Lengyel culture

Map of European Neolithic at the apogee of Danubian expansion, c. 3 500 BC.

The Lengyel culture, is an archaeological culture of the European Neolithic, centered on the Middle Danube in Central Europe. It flourished during 5000-3400 BC.[1] The eponymous type site is at Lengyel in Tolna county, Hungary.

It was preceded by the Linear Pottery culture and succeeded by the Corded Ware culture. In its northern extent, overlapped the somewhat later but otherwise approximately contemporaneous Funnelbeaker culture. Also closely related are the Stroke-ornamented ware and Rössen cultures, adjacent to the north and west, respectively.

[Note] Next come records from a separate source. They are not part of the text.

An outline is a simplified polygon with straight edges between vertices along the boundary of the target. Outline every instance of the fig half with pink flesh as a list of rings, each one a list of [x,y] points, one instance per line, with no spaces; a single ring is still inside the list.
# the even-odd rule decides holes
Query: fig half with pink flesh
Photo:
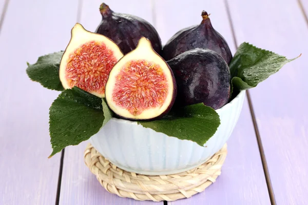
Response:
[[[104,97],[109,72],[123,56],[119,47],[109,38],[76,24],[60,63],[60,80],[64,89],[76,86]]]
[[[131,120],[162,117],[171,109],[177,93],[173,73],[144,37],[110,71],[106,99],[119,116]]]

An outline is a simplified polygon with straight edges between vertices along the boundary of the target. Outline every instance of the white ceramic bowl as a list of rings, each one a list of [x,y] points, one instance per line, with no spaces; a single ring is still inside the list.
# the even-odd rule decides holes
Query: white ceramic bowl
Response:
[[[90,142],[125,170],[147,175],[172,174],[192,169],[222,148],[237,122],[245,91],[216,110],[221,124],[204,147],[145,128],[136,122],[112,118]]]

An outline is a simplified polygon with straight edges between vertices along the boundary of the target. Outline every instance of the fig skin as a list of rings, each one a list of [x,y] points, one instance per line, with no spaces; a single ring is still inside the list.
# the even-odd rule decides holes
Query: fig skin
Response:
[[[112,40],[124,54],[134,49],[142,36],[150,40],[154,50],[161,54],[160,37],[149,23],[138,16],[114,12],[104,3],[100,10],[102,19],[95,32]]]
[[[230,70],[217,53],[197,48],[185,51],[167,63],[174,72],[178,88],[175,106],[203,102],[216,110],[228,102]]]
[[[123,112],[119,109],[119,107],[113,102],[112,95],[114,89],[115,80],[119,71],[121,68],[127,62],[131,60],[145,60],[148,62],[152,62],[159,65],[164,71],[167,79],[168,83],[168,92],[165,101],[161,105],[163,110],[158,111],[157,113],[147,113],[137,115],[137,117],[132,115],[128,116],[124,114]],[[137,85],[138,87],[138,85]],[[177,89],[176,79],[170,66],[164,60],[164,59],[153,50],[151,43],[149,39],[142,37],[139,42],[136,49],[124,55],[111,69],[106,84],[106,99],[107,103],[115,115],[118,117],[122,119],[130,120],[132,121],[152,121],[162,118],[167,114],[171,110],[175,101],[177,96]],[[150,109],[150,108],[149,108]],[[143,111],[142,112],[144,112]],[[123,110],[122,110],[123,111]]]
[[[189,50],[200,48],[211,50],[222,56],[228,65],[232,53],[223,37],[212,26],[207,13],[202,11],[201,24],[184,28],[176,33],[163,49],[163,57],[169,60]]]

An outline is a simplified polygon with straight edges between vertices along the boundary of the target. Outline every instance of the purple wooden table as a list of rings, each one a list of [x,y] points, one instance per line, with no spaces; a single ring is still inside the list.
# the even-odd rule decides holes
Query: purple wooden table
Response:
[[[0,0],[0,204],[151,204],[105,191],[83,161],[87,142],[51,159],[48,108],[59,92],[30,81],[26,62],[64,49],[76,22],[94,31],[95,0]],[[108,0],[153,24],[163,43],[203,9],[234,54],[247,41],[292,58],[248,93],[222,175],[169,204],[308,204],[308,1]]]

Subgroups of the Lengyel horizon include the Austrian/Moravian Painted Ware I and II, Aichbühl, Jordanów/Jordanov/Jordansmühl, Schussenried, Gatersleben, etc.

It is a wide interaction sphere or cultural horizon rather than an archaeological culture in the narrow sense. Its distribution overlaps with the Tisza culture and with Stroke-Ornamented Pottery (STK) as far north as Osłonki, central Poland.

Lengyel pottery was found in western Hungary, the Czech and Slovak Republics, Austria, Poland, and in the Sopot culture of the northern parts of Former Yugoslavia. Influence in pottery styles is found even further afield, in parts of Germany and Switzerland.

Agriculture and stock raising (mainly cattle, but also pigs, and to a lesser extent, ovicaprids) was practiced, though a large number of wild faunal remains have also been recovered. Settlements consisted of small houses as well as trapezoid longhouses. These settlements were sometimes open, sometimes surrounded by a defensive ditch.

Inhumation was in separate cemeteries, in the flexed position with apparently no preference for which side the deceased was laid out in.

Lengyel sites of the later period show signs of the use of copper in form of beads and hammered ribbons, marking the dawn of the Chalcholithic period in Europe.

It was associated with the cover-term Old Europe by Marija Gimbutas, though may have been undergone "kurganization" by the Proto-Indo-Europeans and become integrated into the successor Globular Amphora culture.

References

  1. "Encyclopedia of Indo-European Culture". J. P. Mallory, Douglas Q. Adams Taylor & Francis. 1997. p. 350.